The seniors debate could turn partly on the government’s decision to move the starting year for old-age benefits from 65 to 67. The Conservatives said the measure would ensure the long-term sustainability of the pensions and benefits system. That claim is refuted, though, by a Parliamentary Budget Office report that found the system was already financially sound. The government made the announcement in 2012, three years before the coming election, but opposition parties haven’t let up on the issue.


Conservative:  The Tory record on seniors includes an increase to the Guaranteed Income Supplement and the introduction of pension income-splitting. Harper also passed a law that added elder abuse to the Criminal Code of Canada.
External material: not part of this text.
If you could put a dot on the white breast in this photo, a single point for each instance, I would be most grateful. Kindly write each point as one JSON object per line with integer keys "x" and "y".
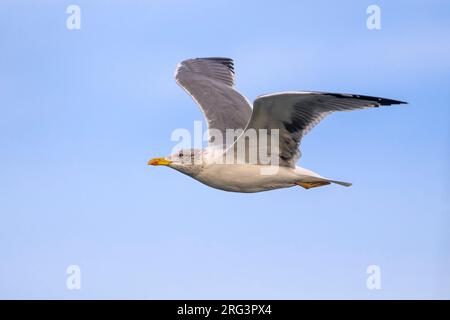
{"x": 247, "y": 178}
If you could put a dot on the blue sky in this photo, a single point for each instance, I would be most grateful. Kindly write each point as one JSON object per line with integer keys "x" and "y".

The Liberals and NDP have repeatedly promised not to get rid of pension income-splitting, but that hasn’t stopped Employment Minister Pierre Poilievre from repeatedly asserting that the opposition parties would do just that. Tory ads also imply Trudeau might end pension income-splitting.

Campaign pledges:

Establish $2,000 pension income credit for single and widowed seniors

NDP:  The party frames seniors’ issues in the context of aging. The party hopes to bolster affordable housing for low-income seniors, expand home care, give tax breaks to caregivers, and provide old-age benefits at 65 years of age—not 67, which the Tories prefer. The party’s national strategy on aging outlines a spate of legislative proposals advanced by NDP MPs since 2011.

Liberal:   Justin Trudeau dismisses Tory seniors’ policy as a series of “mean-spirited attacks” on older Canadians. Trudeau has pledged to return the starting year for old-age benefits to 65, and he’s committed to preserving pension income-splitting for seniors. The Liberal leader would hold first-ministers’ meetings on enhancing the Canada Pension Plan. Conservatives have slammed his pledge to boost CPP benefits as entailing a large increase in the mandatory contributions working Canadians would see deducted from their paycheques.

Green:  They support the return of old-age benefits to 65-year-old Canadians, but the party’s broader plan replaces various social-security benefits with a Guaranteed Liveable Income. The GLI wouldn’t affect the Canada Pension Plan or Employment Insurance programs. The Greens support a CPP expansion, in consultation with provinces, as well as a mechanism that allows voluntary CPP contributions.





“The biggest pensions issue in Canada today is that most middle-income private sector workers do not have a workplace pension plan to supplement their OAS/CPP government pensions. (Low-income workers don’t need a workplace plan, as they are covered by the GIS.) This coverage problem leads to two possible consequences: Some of these workers will under-save for retirement. Others will save, but pay fees far too high for the privilege, possibly costing them half their pension over a 40-year accumulation period.”